MMG-Vid: Maximizing Marginal Gains at Segment-level and Token-level for Efficient Video LLMs
This addresses efficiency issues for real-world video understanding applications, representing an incremental improvement over existing token pruning methods.
The paper tackles the computational challenge of excessive visual tokens in Video Large Language Models by proposing MMG-Vid, a training-free visual token pruning framework that reduces 75% of visual tokens and accelerates the prefilling stage by 3.9x while maintaining over 99.5% of original performance.

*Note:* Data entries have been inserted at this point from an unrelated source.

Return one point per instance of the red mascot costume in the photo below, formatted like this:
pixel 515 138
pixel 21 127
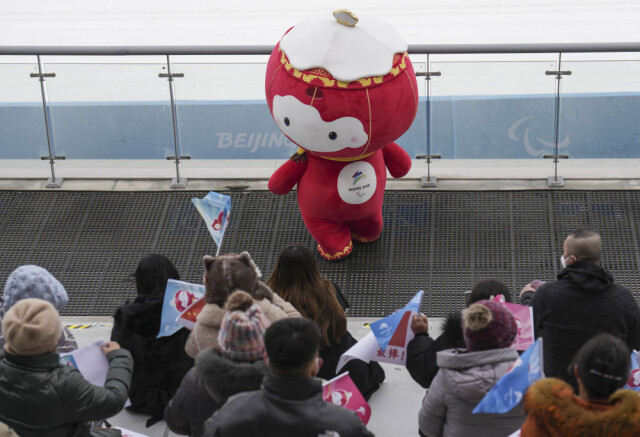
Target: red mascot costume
pixel 342 91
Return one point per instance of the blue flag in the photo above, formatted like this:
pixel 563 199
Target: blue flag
pixel 214 209
pixel 633 383
pixel 511 387
pixel 178 296
pixel 383 329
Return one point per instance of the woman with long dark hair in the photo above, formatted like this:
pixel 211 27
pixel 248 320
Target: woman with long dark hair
pixel 296 278
pixel 159 363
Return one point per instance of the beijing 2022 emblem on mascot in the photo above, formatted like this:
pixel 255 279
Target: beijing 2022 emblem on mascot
pixel 343 91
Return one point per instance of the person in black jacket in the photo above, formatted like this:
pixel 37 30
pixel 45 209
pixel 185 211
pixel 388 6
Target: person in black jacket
pixel 159 363
pixel 582 303
pixel 422 349
pixel 234 367
pixel 296 278
pixel 41 397
pixel 290 401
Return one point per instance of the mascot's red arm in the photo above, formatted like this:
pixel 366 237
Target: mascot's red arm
pixel 287 176
pixel 396 159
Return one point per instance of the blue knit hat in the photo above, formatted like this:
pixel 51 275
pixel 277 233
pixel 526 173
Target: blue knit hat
pixel 31 281
pixel 241 336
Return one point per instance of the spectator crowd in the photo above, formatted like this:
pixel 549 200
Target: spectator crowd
pixel 255 360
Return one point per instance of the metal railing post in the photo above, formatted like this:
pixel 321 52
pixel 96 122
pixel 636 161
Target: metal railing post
pixel 555 180
pixel 178 181
pixel 427 182
pixel 53 181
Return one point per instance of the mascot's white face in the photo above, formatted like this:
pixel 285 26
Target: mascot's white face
pixel 304 125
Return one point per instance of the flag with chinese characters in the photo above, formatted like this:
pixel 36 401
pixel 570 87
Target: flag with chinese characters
pixel 633 383
pixel 385 328
pixel 368 348
pixel 524 321
pixel 189 316
pixel 178 297
pixel 342 391
pixel 511 387
pixel 214 209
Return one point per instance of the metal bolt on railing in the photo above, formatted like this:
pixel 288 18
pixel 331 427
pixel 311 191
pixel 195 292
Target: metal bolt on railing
pixel 555 180
pixel 53 181
pixel 178 181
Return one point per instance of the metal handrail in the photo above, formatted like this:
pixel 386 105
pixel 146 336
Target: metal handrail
pixel 266 49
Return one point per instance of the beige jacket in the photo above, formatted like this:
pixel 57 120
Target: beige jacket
pixel 205 331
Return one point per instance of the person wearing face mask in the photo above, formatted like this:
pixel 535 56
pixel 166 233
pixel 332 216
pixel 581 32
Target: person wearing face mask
pixel 289 402
pixel 582 303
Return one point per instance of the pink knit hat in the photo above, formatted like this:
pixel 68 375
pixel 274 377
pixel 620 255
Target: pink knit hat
pixel 488 325
pixel 241 335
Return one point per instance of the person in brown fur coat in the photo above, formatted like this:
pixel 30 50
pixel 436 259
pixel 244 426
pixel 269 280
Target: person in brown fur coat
pixel 600 408
pixel 223 275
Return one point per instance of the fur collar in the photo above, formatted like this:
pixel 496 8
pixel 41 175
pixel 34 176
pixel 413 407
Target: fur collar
pixel 211 315
pixel 224 377
pixel 553 405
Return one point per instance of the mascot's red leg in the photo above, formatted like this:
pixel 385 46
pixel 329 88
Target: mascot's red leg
pixel 366 229
pixel 334 238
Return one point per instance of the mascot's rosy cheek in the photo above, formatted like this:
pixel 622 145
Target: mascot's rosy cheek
pixel 343 93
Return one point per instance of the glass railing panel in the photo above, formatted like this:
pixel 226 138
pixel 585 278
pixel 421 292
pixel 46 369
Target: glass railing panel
pixel 22 129
pixel 223 113
pixel 599 107
pixel 492 109
pixel 110 108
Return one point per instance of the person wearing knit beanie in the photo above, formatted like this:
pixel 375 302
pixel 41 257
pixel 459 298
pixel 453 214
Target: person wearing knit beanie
pixel 35 282
pixel 488 325
pixel 466 375
pixel 241 335
pixel 232 366
pixel 31 281
pixel 31 327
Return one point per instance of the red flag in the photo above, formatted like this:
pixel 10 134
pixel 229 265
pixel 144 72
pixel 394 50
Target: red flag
pixel 188 317
pixel 342 391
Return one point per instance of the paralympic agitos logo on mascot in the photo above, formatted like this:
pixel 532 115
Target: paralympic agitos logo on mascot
pixel 343 90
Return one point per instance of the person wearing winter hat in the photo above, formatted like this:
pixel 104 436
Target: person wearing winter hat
pixel 38 395
pixel 466 375
pixel 223 275
pixel 236 366
pixel 422 349
pixel 30 281
pixel 289 402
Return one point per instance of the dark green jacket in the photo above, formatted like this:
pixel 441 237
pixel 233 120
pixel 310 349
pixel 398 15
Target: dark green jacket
pixel 40 397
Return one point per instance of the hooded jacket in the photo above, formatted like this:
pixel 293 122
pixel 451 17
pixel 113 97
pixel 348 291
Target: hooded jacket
pixel 284 406
pixel 582 303
pixel 554 411
pixel 41 397
pixel 159 363
pixel 462 381
pixel 205 332
pixel 422 349
pixel 206 387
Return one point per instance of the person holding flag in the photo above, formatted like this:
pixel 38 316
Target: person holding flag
pixel 600 407
pixel 465 376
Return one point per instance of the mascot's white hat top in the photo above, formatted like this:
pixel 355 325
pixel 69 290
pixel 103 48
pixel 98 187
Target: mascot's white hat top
pixel 349 49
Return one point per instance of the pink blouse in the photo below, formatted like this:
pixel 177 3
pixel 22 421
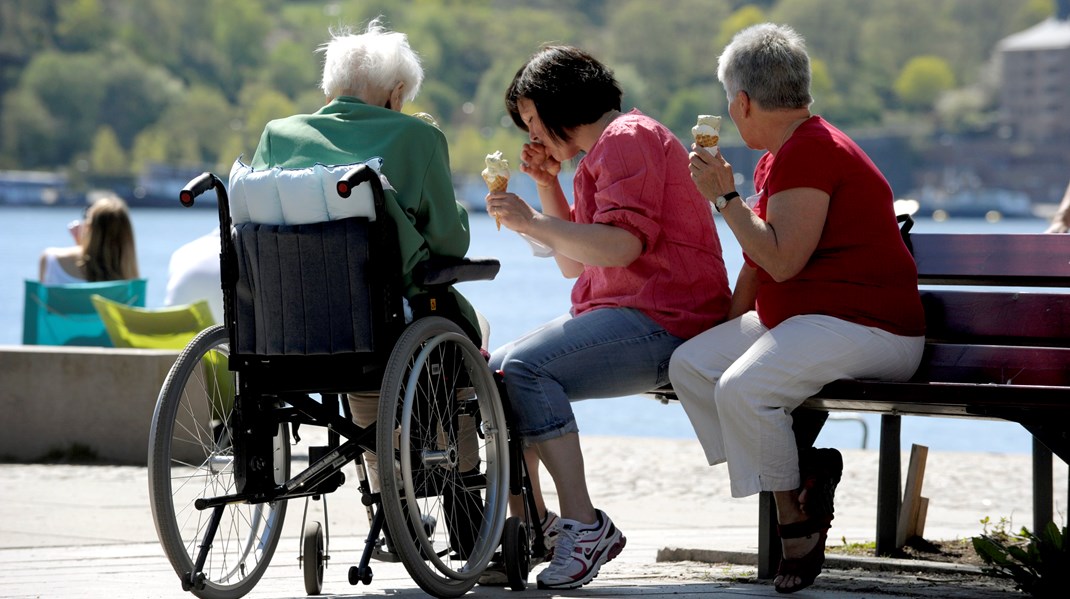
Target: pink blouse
pixel 636 178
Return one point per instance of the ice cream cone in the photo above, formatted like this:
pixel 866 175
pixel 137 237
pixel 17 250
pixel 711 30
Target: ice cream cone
pixel 707 131
pixel 497 177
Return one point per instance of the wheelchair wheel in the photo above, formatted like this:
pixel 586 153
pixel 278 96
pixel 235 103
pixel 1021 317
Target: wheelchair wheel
pixel 442 420
pixel 190 457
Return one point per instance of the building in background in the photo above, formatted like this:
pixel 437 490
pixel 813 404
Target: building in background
pixel 1035 72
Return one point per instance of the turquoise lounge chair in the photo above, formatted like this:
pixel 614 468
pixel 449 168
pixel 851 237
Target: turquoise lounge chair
pixel 63 315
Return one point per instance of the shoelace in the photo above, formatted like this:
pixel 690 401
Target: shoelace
pixel 564 546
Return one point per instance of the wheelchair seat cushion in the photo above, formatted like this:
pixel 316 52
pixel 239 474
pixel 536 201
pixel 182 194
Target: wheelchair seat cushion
pixel 279 196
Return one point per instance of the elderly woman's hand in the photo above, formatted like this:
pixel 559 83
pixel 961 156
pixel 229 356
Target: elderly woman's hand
pixel 711 172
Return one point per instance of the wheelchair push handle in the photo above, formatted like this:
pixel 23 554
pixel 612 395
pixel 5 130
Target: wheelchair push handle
pixel 197 186
pixel 355 175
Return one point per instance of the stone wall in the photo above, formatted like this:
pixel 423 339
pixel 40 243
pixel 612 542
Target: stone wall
pixel 54 399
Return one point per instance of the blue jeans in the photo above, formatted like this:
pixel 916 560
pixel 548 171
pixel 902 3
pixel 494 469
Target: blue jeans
pixel 609 352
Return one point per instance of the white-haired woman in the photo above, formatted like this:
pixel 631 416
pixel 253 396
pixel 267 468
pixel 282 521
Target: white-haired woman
pixel 828 291
pixel 367 78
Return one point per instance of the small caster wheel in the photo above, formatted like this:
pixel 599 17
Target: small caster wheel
pixel 516 553
pixel 360 574
pixel 314 559
pixel 194 582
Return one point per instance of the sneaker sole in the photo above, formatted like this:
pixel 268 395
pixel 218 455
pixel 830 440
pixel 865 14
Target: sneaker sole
pixel 612 552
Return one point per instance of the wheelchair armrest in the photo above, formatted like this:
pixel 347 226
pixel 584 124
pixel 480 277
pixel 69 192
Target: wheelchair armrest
pixel 448 271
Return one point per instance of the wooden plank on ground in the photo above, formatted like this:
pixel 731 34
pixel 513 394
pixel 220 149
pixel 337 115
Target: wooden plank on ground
pixel 912 495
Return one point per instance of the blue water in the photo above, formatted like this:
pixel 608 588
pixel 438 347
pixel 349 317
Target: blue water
pixel 528 292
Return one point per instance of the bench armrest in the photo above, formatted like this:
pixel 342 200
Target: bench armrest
pixel 449 271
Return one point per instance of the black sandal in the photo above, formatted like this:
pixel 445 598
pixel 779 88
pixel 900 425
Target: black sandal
pixel 808 567
pixel 820 472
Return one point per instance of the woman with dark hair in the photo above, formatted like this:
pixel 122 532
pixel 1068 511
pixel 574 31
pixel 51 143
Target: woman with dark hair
pixel 636 223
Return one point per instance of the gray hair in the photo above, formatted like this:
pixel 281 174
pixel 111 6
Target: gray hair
pixel 770 63
pixel 373 61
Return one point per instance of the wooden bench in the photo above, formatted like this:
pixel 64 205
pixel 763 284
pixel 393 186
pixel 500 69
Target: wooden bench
pixel 994 350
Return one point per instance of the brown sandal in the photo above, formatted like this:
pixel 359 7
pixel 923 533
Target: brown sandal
pixel 808 567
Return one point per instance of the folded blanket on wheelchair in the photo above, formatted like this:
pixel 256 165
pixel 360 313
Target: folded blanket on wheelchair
pixel 304 262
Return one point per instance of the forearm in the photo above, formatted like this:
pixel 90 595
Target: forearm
pixel 593 245
pixel 744 293
pixel 757 237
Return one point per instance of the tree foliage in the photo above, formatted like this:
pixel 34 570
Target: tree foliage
pixel 195 81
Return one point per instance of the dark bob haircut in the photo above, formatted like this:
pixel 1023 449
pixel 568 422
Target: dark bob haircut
pixel 568 87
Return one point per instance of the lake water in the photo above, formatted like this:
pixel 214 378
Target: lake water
pixel 526 292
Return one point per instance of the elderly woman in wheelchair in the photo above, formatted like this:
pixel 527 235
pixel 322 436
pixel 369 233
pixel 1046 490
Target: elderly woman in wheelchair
pixel 341 241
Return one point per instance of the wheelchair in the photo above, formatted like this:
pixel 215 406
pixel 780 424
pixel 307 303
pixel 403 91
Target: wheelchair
pixel 314 312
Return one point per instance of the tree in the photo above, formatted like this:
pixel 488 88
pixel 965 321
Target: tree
pixel 106 156
pixel 55 78
pixel 29 133
pixel 83 25
pixel 922 80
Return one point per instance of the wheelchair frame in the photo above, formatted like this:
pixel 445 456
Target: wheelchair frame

Video Large Language Models (VLLMs) excel in video understanding, but their excessive visual tokens pose a significant computational challenge for real-world applications. Current methods aim to enhance inference efficiency by visual token pruning. However, they do not consider the dynamic characteristics and temporal dependencies of video frames, as they perceive video understanding as a multi-frame task. To address these challenges, we propose MMG-Vid, a novel training-free visual token pruning framework that removes redundancy by Maximizing Marginal Gains at both segment-level and token-level. Specifically, we first divide the video into segments based on frame similarity, and then dynamically allocate the token budget for each segment to maximize the marginal gain of each segment. Subsequently, we propose a temporal-guided DPC algorithm that jointly models inter-frame uniqueness and intra-frame diversity, thereby maximizing the marginal gain of each token. By combining both stages, MMG-Vid can maximize the utilization of the limited token budget, significantly improving efficiency while maintaining strong performance. Extensive experiments demonstrate that MMG-Vid can maintain over 99.5% of the original performance, while effectively reducing 75% visual tokens and accelerating the prefilling stage by 3.9x on LLaVA-OneVision-7B. Code will be released soon.